1979’li yılların sonlarıydı sanırım. O sıralar en büyük zevklerimizden birisi de teybe sesimizi kaydedip, sonra dinlemekti. Beş tuşlu siyah bir teybimiz vardı. Bir gün Süha gelmişti bizim eve. Bizim teyp ile oynadığımızı görünce, teybi almış ve bir şiir okumuştu. Bu Ahmet Haşim’in ünlü şiirinin kendisince uyarlanmış biçimiydi.
Şöyle okumuştu Süha o şiiri:
“Ağır ağır çıkacaksın bu merdivenlerden,
Sanki yukarıda bok var!”
Akşam babam geldiǧinde ona dinletmiştim, Süha’nın sesini. Babam çok beğenmiş, bir kahkaha atmış ve,
“Vay puşt!” demişti.
Fikri amca asabi bir insandı, ancak kimseye bir zararı da yoktu. Hiçbir zaman güldüğünü görmedim. Emekliydi, kendisini toplumdan izole etmiş ve evine çekilmişti. Gerekli olmadığında sığınağından dışarıya çıkmıyordu. Bazen yaşlı babası gelirdi onlara. Şapkalı, uzun boylu, kravat ve takım elbise ile gezen eski beyefendilerdendi. Bizi gördüğü yerde hep o kahverengi sütlü yuvarlak şekerlerden verirdi. Bu yüzden onu çok severdik.

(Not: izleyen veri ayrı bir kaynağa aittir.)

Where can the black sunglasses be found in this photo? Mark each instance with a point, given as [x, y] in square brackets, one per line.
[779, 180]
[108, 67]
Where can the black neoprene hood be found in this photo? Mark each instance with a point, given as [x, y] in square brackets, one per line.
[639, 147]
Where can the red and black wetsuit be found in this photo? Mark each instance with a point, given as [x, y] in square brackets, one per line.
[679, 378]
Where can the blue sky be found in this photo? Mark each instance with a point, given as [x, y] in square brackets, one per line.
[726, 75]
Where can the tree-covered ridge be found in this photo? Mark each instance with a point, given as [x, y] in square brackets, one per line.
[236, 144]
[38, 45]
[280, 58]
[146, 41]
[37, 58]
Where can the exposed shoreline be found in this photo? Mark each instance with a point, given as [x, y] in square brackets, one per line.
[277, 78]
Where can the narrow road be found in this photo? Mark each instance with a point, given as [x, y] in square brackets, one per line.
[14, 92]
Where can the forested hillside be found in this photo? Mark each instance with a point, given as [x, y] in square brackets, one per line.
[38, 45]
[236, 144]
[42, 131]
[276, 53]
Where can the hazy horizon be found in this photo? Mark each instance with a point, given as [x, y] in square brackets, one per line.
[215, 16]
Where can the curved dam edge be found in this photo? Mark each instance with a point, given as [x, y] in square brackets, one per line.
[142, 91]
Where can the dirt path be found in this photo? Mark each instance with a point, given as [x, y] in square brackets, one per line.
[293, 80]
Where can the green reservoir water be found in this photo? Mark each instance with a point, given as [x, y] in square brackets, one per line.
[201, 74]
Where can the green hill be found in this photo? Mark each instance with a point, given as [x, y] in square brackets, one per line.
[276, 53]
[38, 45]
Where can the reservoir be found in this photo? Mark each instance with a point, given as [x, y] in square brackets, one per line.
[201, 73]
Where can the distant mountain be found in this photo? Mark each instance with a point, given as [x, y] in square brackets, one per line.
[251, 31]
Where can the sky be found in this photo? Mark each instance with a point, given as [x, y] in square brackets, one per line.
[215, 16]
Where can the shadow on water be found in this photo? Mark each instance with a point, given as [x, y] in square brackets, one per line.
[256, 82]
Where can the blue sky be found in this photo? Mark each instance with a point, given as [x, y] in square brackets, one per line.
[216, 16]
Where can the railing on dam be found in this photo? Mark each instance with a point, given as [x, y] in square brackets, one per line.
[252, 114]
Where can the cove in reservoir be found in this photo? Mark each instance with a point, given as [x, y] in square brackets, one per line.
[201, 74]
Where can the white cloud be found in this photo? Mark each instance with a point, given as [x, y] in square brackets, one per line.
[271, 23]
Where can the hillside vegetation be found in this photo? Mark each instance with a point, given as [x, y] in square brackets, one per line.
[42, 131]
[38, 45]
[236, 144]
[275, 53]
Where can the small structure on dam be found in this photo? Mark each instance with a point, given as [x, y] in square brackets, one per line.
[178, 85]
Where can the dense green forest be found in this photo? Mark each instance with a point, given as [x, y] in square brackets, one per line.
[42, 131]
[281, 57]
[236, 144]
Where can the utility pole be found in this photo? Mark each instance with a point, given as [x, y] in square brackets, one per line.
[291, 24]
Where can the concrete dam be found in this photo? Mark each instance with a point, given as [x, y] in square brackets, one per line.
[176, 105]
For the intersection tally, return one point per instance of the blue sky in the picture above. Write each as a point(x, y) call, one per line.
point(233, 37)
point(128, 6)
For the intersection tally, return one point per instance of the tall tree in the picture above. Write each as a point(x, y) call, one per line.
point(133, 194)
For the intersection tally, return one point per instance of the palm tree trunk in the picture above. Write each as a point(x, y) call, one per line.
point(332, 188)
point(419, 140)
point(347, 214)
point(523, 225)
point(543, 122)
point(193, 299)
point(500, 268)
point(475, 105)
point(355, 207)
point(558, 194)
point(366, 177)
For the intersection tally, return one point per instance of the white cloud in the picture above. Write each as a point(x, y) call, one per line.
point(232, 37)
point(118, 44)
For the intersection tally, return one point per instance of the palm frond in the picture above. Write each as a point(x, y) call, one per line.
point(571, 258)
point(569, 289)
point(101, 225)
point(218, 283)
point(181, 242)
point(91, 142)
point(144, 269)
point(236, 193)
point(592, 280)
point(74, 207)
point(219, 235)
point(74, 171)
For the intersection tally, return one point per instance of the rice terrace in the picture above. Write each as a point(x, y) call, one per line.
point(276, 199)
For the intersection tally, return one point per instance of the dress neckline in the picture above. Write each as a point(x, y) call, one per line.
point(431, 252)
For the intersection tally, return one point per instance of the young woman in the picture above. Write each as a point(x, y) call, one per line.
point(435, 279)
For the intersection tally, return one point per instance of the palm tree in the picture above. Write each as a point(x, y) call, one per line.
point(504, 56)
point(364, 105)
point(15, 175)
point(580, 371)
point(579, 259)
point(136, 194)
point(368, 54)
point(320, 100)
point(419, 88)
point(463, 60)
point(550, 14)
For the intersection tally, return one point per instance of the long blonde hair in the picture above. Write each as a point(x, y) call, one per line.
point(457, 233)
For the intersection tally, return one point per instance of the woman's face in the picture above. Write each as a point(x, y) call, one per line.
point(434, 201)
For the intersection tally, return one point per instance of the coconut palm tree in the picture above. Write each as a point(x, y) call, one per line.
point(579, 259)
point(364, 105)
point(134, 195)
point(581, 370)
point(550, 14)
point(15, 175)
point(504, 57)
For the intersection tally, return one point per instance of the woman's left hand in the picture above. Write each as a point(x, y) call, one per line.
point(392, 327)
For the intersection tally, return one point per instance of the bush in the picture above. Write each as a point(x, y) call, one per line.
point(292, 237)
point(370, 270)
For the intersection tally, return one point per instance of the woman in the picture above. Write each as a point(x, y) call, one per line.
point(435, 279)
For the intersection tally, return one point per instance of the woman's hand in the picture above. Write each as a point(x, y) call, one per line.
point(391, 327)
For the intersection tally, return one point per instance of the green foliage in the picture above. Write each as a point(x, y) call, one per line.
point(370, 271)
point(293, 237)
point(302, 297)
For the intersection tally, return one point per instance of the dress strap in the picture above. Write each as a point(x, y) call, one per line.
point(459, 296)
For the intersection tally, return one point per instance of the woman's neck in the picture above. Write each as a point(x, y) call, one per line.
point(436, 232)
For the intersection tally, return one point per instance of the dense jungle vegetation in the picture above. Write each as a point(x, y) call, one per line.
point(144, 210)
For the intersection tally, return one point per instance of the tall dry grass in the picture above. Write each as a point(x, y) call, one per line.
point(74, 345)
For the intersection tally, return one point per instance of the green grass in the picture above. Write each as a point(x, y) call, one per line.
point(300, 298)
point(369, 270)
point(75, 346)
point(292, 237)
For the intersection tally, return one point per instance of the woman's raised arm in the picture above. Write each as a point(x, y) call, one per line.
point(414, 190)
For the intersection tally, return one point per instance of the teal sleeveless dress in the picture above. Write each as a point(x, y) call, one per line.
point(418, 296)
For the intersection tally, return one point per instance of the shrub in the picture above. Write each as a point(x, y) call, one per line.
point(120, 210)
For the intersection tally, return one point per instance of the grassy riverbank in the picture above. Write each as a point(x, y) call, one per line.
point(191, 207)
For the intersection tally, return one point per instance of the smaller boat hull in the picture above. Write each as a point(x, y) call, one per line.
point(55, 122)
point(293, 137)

Fikri amca İstanbul’daki ünlü Robert Kolej mezunuydu. Bu yüzden İngilizceyi çok iyi konuşur ve yazardı. Bizim de okulda İngilizce dersimiz vardı. Arkadaşım Nejdet ile birlikte, Fikri amcadan bize ders vermesini talep ettik. O da severek kabul etti. Kim bilir belki o rutin yaşamının dışında bir iş ile uğraşmak ona zevk verecekti.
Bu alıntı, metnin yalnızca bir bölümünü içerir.